Another critical sidewalk project missing from the first tier list entirely is sidewalks along Park Road from Westlake to Crozet Park. The absence of sidewalks in that area has been a major reason for opposition to proposed developments like Oak Bluff and others as residents worry about how they can walk or bike to the park safely.”
Fore did not address the missing Eastern Avenue connector in his remarks to the board, but commented for the Gazette about its absence from the first tier. “In addition to the obvious point that it’s beyond frustrating to see [Eastern Ave.], once again, being kicked down the road, it’s also frustrating to be seeing such mixed signals from the County,” said Fore. “On the one hand, county staff (including Kevin McDermott at the Montclair Planning Commission meeting) are saying that staff are still working on it and actively trying to find ways to fund it. But then it’s left off the priority list, which sends a very different signal.”
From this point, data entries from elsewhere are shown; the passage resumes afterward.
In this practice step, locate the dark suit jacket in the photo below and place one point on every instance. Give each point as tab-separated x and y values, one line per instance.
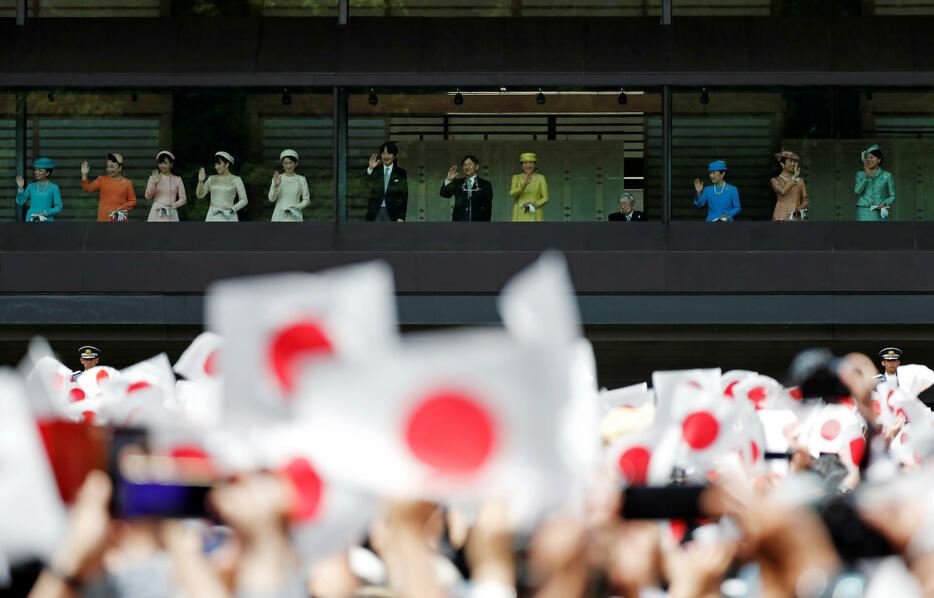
478	208
397	194
637	216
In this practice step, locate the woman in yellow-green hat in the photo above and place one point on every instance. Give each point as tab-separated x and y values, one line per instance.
529	191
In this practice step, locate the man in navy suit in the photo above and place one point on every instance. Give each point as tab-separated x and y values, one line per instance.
626	213
389	186
473	196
After the meeting, McDermott provided additional context to the Gazette for the lowered priority of the Eastern Avenue connector.
“Eastern Avenue dropped for a few different reasons,” said McDermott. “The biggest is likely the addition of the environmental protection factor to the equation. Eastern Ave. is a new road on a new alignment and therefore will require significant new land disturbance and vegetation removal. It will also be in a sensitive area that surrounds Lickinghole Creek including wetlands, waterways, floodplain, a wildlife corridor, and riverine vegetation. Other ranked projects tended to have significantly fewer environmental impacts and so for that reason tended to score better in that factor.
“A second area where I think Eastern Ave dropped in ranking was related to congestion. In the previous ranking we awarded significant points for that project’s ability to address congestion. As part of the Crozet Master Plan update, we performed a transportation study analyzing conditions throughout Crozet which showed that congestion was not as bad as we expected around Crozet when compared to other areas in the county. This makes sense as Crozet has a relatively small population compared to other areas in the County and doesn’t have a significant amount of business that drives additional traffic coming in from other areas.
“I’d also like to note that I do believe as we make updates to the ranking between the draft and final priorities that Eastern Ave will go up in the ranking. This is because of the identification of some areas that should have been included in the draft ranking that we missed. This includes in the safety factor identifying the critical need that road would serve for improved emergency access into an area that has few ways to get in and out of.
“This project did not earn many points for economic development because there is little economic development that would be supported by this project. There are also few locations identified as a safety concern based on crash data. Cost was not a consideration in the priority ranking and so that was not a factor that played into the drop in ranking. Further, this effort is separate from the Master Plan process in that it is utilizing more quantitative data to determine priorities, whereas the Master Plan focused more on qualitative factors.
“Finally, I’d like to make sure to point out that the transportation priorities are just one of the many data points/considerations that the Board has when deciding to move forward with a transportation project. Being lower on the priority list does not mean that the county is not going to move forward with a project.”